All children are unique, they are wonderful souls and a joy to be around. But what do you do when your children are bright? Maxi and Mini are both above average when it comes to intelligence. I say this not as a smug mum, but as a concerned mum. My aim for my children is and always has been happiness, for them to take life in both hands and enjoy it. But this last week I have experienced something I never have before, Maxi has not wanted to go to school, as it is boring.
Photo by Clinically Fed Up
So MadDad and I decided that it was time that I spoke to his new teacher and discussed what could we all do to help and an appointment was made. I am lucky enough to have a couple of really great twitter friends who have been available to advise me on life with bright children, the wonderful Chris at Thinly Spread and also working with bright children, Julia from What will Julia Do Next?and The Heads Office.
This cleverness is not something I discuss with many people in real life, as I don’t want to Maxi to be labeled or for that matter be to be labeled as a smug, self centred mother who pushes her children, but it is becoming an issue. The few parents who go into school and read with the children have already approached me about his reading skills and one mum asked me if he was a genius (erm no, he is a 5 year old)!
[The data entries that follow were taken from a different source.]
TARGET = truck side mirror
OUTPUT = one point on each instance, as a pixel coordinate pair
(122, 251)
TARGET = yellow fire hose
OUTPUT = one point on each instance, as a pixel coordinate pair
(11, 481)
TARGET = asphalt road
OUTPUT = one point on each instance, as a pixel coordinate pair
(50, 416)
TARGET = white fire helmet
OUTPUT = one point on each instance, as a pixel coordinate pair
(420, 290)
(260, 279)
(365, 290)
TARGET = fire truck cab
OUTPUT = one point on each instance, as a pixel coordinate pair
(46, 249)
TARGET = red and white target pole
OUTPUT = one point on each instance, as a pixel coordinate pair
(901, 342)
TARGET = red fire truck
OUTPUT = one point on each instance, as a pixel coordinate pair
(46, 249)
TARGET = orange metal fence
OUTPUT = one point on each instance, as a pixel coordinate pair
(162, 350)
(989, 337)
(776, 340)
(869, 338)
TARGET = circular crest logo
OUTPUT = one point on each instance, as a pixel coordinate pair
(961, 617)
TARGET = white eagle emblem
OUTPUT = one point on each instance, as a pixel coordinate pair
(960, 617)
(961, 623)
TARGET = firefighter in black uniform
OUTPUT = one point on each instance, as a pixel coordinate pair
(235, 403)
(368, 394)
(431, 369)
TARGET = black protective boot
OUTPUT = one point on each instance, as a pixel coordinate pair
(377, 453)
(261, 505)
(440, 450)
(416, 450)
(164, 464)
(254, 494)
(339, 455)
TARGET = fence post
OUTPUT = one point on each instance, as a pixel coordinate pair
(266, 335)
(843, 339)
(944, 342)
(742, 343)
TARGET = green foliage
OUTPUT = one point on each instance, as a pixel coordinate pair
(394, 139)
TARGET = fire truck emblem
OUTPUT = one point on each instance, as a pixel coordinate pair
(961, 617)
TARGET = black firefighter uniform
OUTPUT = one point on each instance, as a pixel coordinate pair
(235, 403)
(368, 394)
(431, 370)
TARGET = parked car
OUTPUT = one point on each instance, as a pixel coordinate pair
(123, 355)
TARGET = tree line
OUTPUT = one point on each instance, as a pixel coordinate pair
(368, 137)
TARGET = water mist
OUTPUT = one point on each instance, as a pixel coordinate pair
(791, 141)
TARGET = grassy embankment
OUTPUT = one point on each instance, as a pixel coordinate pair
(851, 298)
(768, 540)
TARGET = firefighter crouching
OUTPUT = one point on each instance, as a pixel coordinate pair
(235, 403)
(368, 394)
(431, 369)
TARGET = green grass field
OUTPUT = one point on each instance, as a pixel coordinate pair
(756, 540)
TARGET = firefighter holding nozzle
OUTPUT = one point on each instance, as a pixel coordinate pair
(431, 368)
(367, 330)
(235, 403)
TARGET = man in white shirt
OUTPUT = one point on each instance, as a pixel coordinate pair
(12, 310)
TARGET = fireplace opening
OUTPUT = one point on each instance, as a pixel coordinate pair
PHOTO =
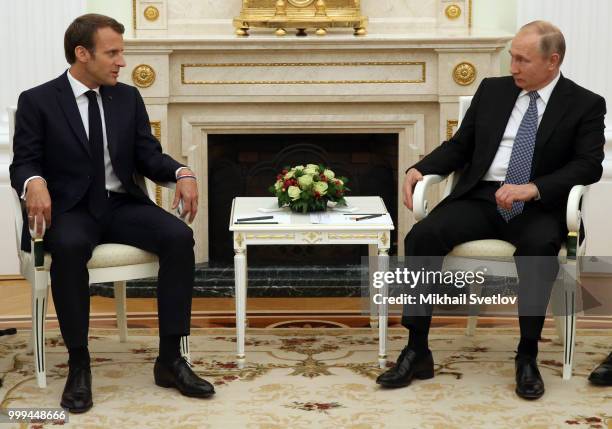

I have struggled to find an outlet for my fears and concerns as I don’t want them to come across as a boasting or over proud mother, who can only define herself by her children’s achievements or in the slight competitive about education, which I certainly am not.
But the fact of the matter is that Maxi not being challenged meant he was board and that mean he didn’t want to go to school, which in turn meant he and I wasn’t happy. So I felt I had to take this in hand and deal with it and it that means Maxi being labeled as gifted and talented then so be it. I am concerned for the here and now, we can deal with next years education when it comes around. I need him to want to go to school now and moving him up a year is not the solution in my eyes. He is 5 years old, he has the social skills of a five year old and he needs to learn to deal with his talents and also with his peers to become part of their group.
So it was with great trepidation I went to meet Mr P, Maxi’s teacher. I was keen for Maxi not to become know as the pushy mothers son and lots of other analogies, but truth is, he is clever and advanced in both mathematics and literacy.
I am pleased to say it was a great meeting and I was also delighted to realise that Maxi’s talents had already been picked up on and that action was going to be taken to keep him more involved and challenged throughout the school year. We agreed on an interim action plan for the next couple of weeks (until Parent Evening) and I came home with a new reading book for Maxi (bought by his wonderful teacher) and a much better feeling about sending my child off to school.
We also made the decision that Maxi was not going to remain in the AFA (Achievement For All) scheme and would rather be moved in to a special maths group with the older children, which will be finalised over the next couple of weeks.
We are lucky in that Maxi is great at sport and hope that he can use this as an outlet to help get through school without sticking out as the clever one or the nerd. It was how MadDad managed his intelligence and maybe Maxi and one day Mini can do the same.
I feel so much more relieved know that we are putting a plan of action in play for Maxi. For the next couple of weeks he will be focusing on his writing ability, to enable him to move and be taught with different classes as he needs to be. He will be focusing on spellings of tricky words, rather than reading (which he is fine with) and also some of the mathematics from later in the year, until his teacher gets his personal learning plan in place in time for parents evening before the end of term.
Photo by Clinically Fed Up
I am happy to say that Mini’s needs are being catered for as he has Maxi’s teacher from last year, the delectable Mrs S and she is one of the best teachers I have ever had the pleasure to meet.